They’d intended to create a republic – a system of government in which wise, impartial custodians of public virtue ruled in the public interest.  But they based their revolution on ideals of human equality, equality of opportunity, and the notion that ultimate power to govern rests with the people at large. And those ideas inspired the people at large to join in, transforming an 18th century republic into a democracy, which wasn’t what the framers had in mind.   
 
Before his death, George Washington complained that there was no longer room for gentlemen in politics, when a party could "set up a broomstick" as a candidate, call it "a true son of Liberty" or a "Democrat" or anything else to suit their purpose, and the broomstick would "command their votes in toto."

Alexander Hamilton called the people "A great beast" and regarded democracy as a poison – essentially mob rule. 
As he watched the ascendancy of ideas and people he loathed, Hamilton wrote, "Every day proves to me more and more, that this American world was not made for me."

Benjamin Rush, a signer of the Declaration, had anticipated an American enlightenment, but saw the country’s affairs falling "into the hands of the young and ignorant and needy."  "We are indeed," he wrote John Adams in 1812, "a bebanked, a bewhiskied, and a bedollared nation."  Rush burned the notes and documents he’d saved to write a history of the American Revolution.

Adams responded in kind:  "Where is now, the progress of the human Mind?  .  .  .  When?  Where? and How? is the present Chaos to be arranged into order?"

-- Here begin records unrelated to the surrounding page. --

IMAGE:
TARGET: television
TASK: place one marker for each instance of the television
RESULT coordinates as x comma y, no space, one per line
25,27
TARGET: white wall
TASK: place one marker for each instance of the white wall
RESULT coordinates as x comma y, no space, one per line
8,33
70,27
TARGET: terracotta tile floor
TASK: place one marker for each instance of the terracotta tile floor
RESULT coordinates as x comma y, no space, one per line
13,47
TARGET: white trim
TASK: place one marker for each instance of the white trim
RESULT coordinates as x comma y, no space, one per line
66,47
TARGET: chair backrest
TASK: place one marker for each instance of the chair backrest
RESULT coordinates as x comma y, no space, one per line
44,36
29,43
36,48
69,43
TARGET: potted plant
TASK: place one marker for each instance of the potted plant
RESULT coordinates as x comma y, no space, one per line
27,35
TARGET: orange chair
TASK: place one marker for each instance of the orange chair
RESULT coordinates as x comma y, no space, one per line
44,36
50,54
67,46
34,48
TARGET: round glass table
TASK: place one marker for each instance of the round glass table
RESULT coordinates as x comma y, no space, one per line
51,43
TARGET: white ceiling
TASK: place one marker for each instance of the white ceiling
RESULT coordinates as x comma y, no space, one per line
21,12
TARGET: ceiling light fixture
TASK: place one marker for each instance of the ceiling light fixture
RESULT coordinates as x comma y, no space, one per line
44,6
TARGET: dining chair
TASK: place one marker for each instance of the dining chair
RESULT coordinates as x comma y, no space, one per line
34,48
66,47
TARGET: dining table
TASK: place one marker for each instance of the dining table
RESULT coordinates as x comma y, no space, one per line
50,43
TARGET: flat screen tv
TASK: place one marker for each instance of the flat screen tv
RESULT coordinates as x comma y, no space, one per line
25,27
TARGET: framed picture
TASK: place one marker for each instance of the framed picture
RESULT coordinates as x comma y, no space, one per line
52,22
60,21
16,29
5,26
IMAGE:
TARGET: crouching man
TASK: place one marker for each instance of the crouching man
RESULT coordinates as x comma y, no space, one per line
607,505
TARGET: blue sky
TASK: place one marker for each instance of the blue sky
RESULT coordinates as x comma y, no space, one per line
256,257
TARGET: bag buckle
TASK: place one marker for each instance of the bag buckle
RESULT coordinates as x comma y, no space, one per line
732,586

Thomas Jefferson hated what he saw developing – an America of speculation, paper money, banks, and renewed emphasis on evangelical religion.  It was a world of small men grubbing over small issues – not the departed giants of his youth.  "All, all dead", he wrote in 1825, "and ourselves left alone amidst a new generation whom we know not, and who knows not us."

Jefferson and the others were truly men of an 18th century elite, who deplored the emerging democracy that had overtaken the republic they planned.  It’s useful to remember that we celebrate an unintended consequence of their revolution.  That may sound depressing, but it shouldn’t.  The real revolution the Founders launched was one of ideas: ideas of equality that remain revolutionary – and worth celebrating.